The Bottom Line: The novel itself is lowbrow porn masqueraded as Victorian literature. This G-rated film adaptation does nothing to convey Brontë's vision.
When it comes to butchered adaptations of literary masterpieces, years from now, I’m bound to think of William Wyler’s 1939 film Wuthering Heights. Though this movie garnered eight Oscar nominations, including Best Screenplay for Ben Hecht and Charles MacArthur, it represents possibly the worst example of what can happen to beloved novels when they go through the Hollywood machine.
Emily Brontë must have been rolling over in her grave when this Samuel Goldwyn produced piece of work came out. And it’s not like at that time, 1939, Vincent Fleming didn’t make a 4-hour in length and in color film based on a classic novel named Gone in the Wind. Wuthering Heights has no excuse whatsoever for being as poor as it is.
Most are already aware that Wyler’s film concludes at approximately the end of Chapter 15. What some of them might not be wise to, is that in addition to that, a number of other liberties have been taken in bringing Brontë’s book to the big screen. But let’s stick to it ending at just about the halfway point of the book. At the beginning of Chapter 16, a slew of new characters, known as the second generation, are introduced. Here, they’re completely excised.
Hecht and MacArthur stripped Brontë’s epic love story down to its bare essential characters and plot.

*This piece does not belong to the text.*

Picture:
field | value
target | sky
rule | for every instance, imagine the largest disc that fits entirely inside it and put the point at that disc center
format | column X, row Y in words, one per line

What was one of the most brilliantly nuanced and complex romance ever written in the English language has been changed in the film to nothing more than puppy love to the next level. It’s a cheesy romance with an unbearably, forcefully manipulative score by Alfred Newman.
There aren’t even plot developments in this movie; there are arbitrary to those who haven’t read the book contrivances. Heathcliff and Catherine don’t have a love for the ages either, 160 pages in the novel is unforgivably condensed into 103 minutes. The two don’t even seem like real people.
Laurence Olivier and Merle Oberon’s hammy performances do nothing to deter from the fact that these characters are thinly written caricatures. If that’s how the leads how are depicted, what little semblances of humanity do you think the supporting players possess?
If one character in the novel could’ve been expurgated for the filmed adaptation, it could’ve been Lockwood. He’s the annoying narrator, made all the more irritating by Miles Mander the few minutes he is unnecessarily in this movie.
When critics talk about Alfred Hitchcock’s Psycho they say its one flaw is the “psychiatric blather” (Roger Ebert) explaining Norman’s condition. When a shot-by-shot remake of the film was announced in 1998, there was nary a soul who didn’t balk at the mere idea. If there was one thing that director Gus Van Sant could’ve done to validate his decision to make the film, it would’ve been to correct Hitchcock’s one mistake.
If the creative team behind the movie Wuthering Heights were making a bowdlerization that would have Emily Brontë clawing at her coffin no matter what, the one thing they could’ve done to validate cutting the novel to hell was cut Lockwood out.
It’s not surprising that neither Van Sant nor Wyler did the one thing they could’ve done to improve upon their respective originals.
Wuthering Heights is one of those old Hollywood films that looks, sounds, feels, and totally and completely comes off as stilted. It betrays the intentions of the author to the point where I feel I need to file a lawsuit upon her behalf.